Gianmario Lucini
Pace e pace e pace...
... a me pare invece che qui si giochi a ciurlare nel manico. Insomma: ce l’hai con Bush e ti dicono che sei anti-americano, te la prendi con Saddam e ti danno del sionista, te la prendi con Sharon e diventi terrorista, se stai con Chirac e Schroeder sei un ingrato, un mangia-formaggio, un vigliacco e quant’altro... Tu dici quancosa e sempre c’è qualcuno che ti appioppa un’etichetta. Sembra non si possa più discutere, senza etichette. E’ il tempo delle conte, delle fazioni, nessuno può prendersi il lusso di starsene da solo con le sue convinzioni e la sua libertà di pensiero: anche non volendolo mi trovo schierato, interpretato, è come se mi fossi schierato, squalificando tutti coloro che non la pensano come me, senza remore, senza nessun dubbio, da perfetto manicheo.
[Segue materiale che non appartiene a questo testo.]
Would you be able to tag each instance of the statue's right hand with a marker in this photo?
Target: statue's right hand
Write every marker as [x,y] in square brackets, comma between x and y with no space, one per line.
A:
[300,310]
Personalmente sono stanco di tutto questo. Non mi piacciono gli schieramenti, voglio solo la giustizia. La pace verrà solo in seconda battuta. Ed ho alcune domande da fare. Pacate.
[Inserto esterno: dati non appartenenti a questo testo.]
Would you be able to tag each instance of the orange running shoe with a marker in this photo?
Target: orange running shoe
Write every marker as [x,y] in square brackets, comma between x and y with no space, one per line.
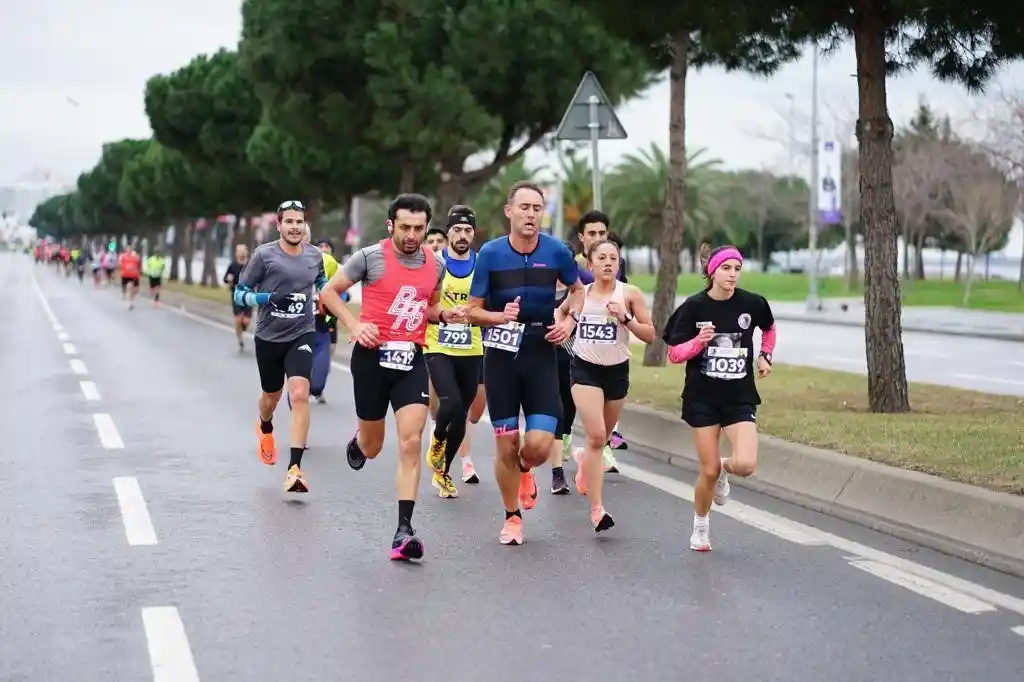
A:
[267,449]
A Bush (non agli americani: non faccio questa confusione di identità...) vorrei chiedere come mai è convinto nello stesso tempo di far fuori l’Iraq (non Saddam: è falso dire che si dà la caccia a un uomo con l’esercito – e che esercito!) in pochi giorni e che sia proprio l’Iraq la grande minaccia dell’America. Non c’è proporzione. Il nanerottolo Iraq? Potrà essere al massimo il topo per l'elefante, ma è un problema dell'elefante se ha paura, non certo del topo. Dopo l'Iraq, ti fermerai, presidente? A chi toccherà? Quante altre guerre dovremo ancora vedere prima che inizi la pace? Potremo godercela in questa vita, noi sui cinquanta?
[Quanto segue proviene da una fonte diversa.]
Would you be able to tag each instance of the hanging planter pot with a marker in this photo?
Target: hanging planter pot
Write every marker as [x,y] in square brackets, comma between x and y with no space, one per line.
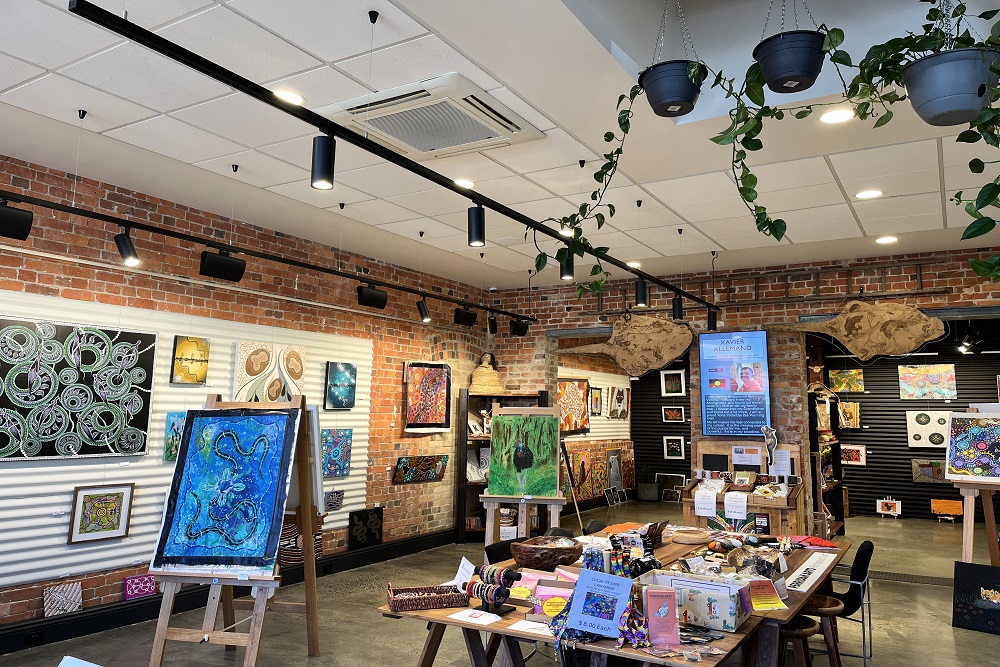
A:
[950,87]
[791,61]
[669,88]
Perché mai le armi chimiche e batteriologiche di Saddam sarebbero più pericolose di quelle dell’America? Perché Saddam è pazzo? E quale grande prova di saggezza avremmo sinora visto da parte del suo governo? che cosa di buono, di saggio, di giusto, di degno d'essere ricordato nella storia abbiamo sinora visto da parte del suo governo? Mi consente (facendo il verso a un nostro grande italiano) di farle notare che l'America sta andando allo sfascio economico, politico, morale?
Quali interessi economici da difendere, al di là di quelli della politica estera USA (che peraltro vedo fortemente compromessi), ha egli stesso in prima persona, il suo entourage e secondariamente le grandi compagnie petrolifere, in questa vicenda?
Quanti iracheni hanno mai minacciato l’America fino ad ora?
Dove sta il collegamento fra gli iracheni e Bin Laden?
Questa altalena di minacce e di smentite che fa salire e scendere di colpo la borsa, non è provocato ad arte per favorire gli speculatori, tenere il mondo su un filo di terrore, evitare il grande disastro economico che gli USA ormai non sanno più come evitare?
Come pensa di evitare il disastro ecologico (migliaia di pozzi incendiati) che sarà conseguenza delle operazioni belliche?
Quanti milioni di persone dovranno morire in questo attacco? (milione più o milione meno, mi basta l'approssimazione).
Che ci fanno, signor presidente, 6000 bare a Sigonella? Per chi sono? E' nella tragica ipotesi che o nella sicura certezza di?
Che conseguenze avranno sulla popolazione civile irachena le bombe all’uranio impoverito? (Vede, io amo gli americani, non voglio che vadano a finire ammazzati...).
Ancora, come farà a fermare la peste e le infezioni che colpiranno Bagdad e forse qualche altra città irachena a causa dei morti insepolti, delle condutture d’acqua inquinate, delle fognature distrutte, dei rifiuti a marcire sotto il sole, ecc. ecc., senza strade per i collegamenti e mezzi idonei al soccorso?
O anche, com’è ipotizzabile una democrazia in Iraq se non c’è mai stata: chi ne sarà leader? (dobbiamo riferirci al “modello” agfano di così evidente successo?)
C’è un piano di ricostruzione e di sviluppo, chi eseguirà i lavori, quali multinazionali (Francia e Germania già escluse...)?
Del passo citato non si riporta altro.